De novo, fomos o único time que botou alguma pressão real nos líderes. Com o menor orçamento do “top 6”, Pochettino foi o único entre Guardiolas, Klopps e Mourinhos que seguiu na cola de Conte até os últimos dias do calendário competitivo. Por essas e outras, a narrativa não teve nada de spursy. Culpe a marcha lenta do começo, culpe erros pontuais no decorrer da campanha, mas não culpe esse estigma batido.


De novo, o Tottenham não perdeu o título, simplesmente porque nunca esteve em posição de defendê-lo (em português mais claro, pra quem está se esforçando pra não entender, a liderança definitiva nunca foi alcançada). É impossível perder algo que nunca se teve. Devemos ser julgados por ter um time que consegue nos fazer sonhar alto demais?


Dessa vez, é mais do que justo congratular o Chelsea pela campanha. Sem loterias genéticas, sem polêmicas de arbitragem, sem lobby de corpo mole - os Blues só fizeram jus ao orçamento mais robusto e ao elenco mais qualificado. Foram mais frios e mais letais do que nós durante toda a temporada. A camisa manchada de petróleo russo não é história pra agora.


Getty Images
Getty Images


Por que tinha que ser com a gente outra vez? Por que nós tínhamos que viver mais uma das melhores temporadas da nossa história ao mesmo tempo em que o Chelsea se reergueu das cinzas? Por que nosso planejamento de uma década teve que dar de cara, dessa vez, com uma italiano metódico e um orçamento astronômico?


Ainda parecemos estar fadados à decepção, mesmo que num outro patamar. E o fim dessa história nos doeu mesmo, como o fim da história passada. Mas talvez não saibam que, de novo, estamos tão orgulhosos da nossa campanha quando os torcedores dos Blues devem estar da deles. Segundo melhor ataque, melhor defesa, melhor saldo, melhor futebol e imbatíveis dentro de casa (até agora) justamente na última campanha no White Hart Lane. No papel e na tabela, estamos entre a elite da Europa. Além do mais, faz bem sonhar alto. Echoes of glory, lembra?
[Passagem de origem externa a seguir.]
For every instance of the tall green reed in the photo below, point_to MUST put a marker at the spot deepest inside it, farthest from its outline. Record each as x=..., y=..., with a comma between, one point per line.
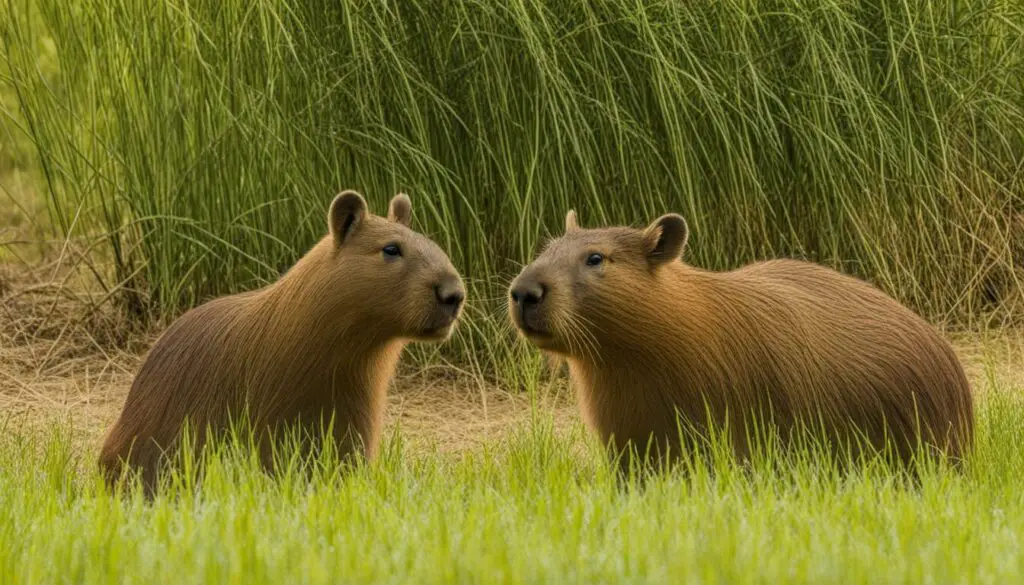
x=203, y=140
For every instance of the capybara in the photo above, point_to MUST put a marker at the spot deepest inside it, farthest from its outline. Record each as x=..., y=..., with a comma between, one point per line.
x=784, y=343
x=315, y=348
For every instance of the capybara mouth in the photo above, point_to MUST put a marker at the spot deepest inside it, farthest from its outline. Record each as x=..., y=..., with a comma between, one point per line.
x=532, y=331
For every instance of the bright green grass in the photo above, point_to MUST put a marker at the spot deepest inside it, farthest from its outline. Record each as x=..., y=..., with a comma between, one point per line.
x=521, y=511
x=198, y=143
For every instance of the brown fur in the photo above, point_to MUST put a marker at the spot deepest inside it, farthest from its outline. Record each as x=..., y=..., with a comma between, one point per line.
x=322, y=342
x=646, y=336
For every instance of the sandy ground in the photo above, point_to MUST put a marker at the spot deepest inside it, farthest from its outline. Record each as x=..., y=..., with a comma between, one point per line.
x=55, y=364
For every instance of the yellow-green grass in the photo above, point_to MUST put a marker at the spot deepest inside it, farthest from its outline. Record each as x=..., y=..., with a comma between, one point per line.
x=542, y=506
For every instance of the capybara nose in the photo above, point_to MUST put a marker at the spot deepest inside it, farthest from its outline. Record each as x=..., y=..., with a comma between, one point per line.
x=451, y=294
x=527, y=294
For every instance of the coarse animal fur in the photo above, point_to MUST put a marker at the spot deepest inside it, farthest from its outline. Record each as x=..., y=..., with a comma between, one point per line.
x=787, y=342
x=316, y=347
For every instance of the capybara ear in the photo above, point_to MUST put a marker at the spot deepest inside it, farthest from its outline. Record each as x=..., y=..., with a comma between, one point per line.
x=347, y=211
x=666, y=238
x=400, y=210
x=570, y=221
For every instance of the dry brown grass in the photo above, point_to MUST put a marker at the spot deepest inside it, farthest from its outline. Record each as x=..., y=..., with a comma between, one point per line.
x=66, y=358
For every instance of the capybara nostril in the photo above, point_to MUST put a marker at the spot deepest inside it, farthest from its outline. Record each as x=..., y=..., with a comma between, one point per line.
x=527, y=294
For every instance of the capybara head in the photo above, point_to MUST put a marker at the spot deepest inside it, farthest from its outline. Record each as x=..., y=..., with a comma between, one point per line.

A preocupação que resta é manter esse grupo e reforçá-lo do melhor jeito possível. Perder peças importantes da equipe vai ser pior do que perder qualquer clássico. O retrocesso é que deve ser o grande motivo de apreensão e agonia, não essas decepções pontuais - se você conhece o Tottenham, já deveria estar acostumado com isso.


Essa ressaca moral é passageira. O West Ham vai continuar sendo a mesma bosta na semana que vem. Nós seguimos com o projeto. A briga pelo topo em duas temporadas consecutivas não é coincidência. Nosso sorriso pleno é questão de tempo.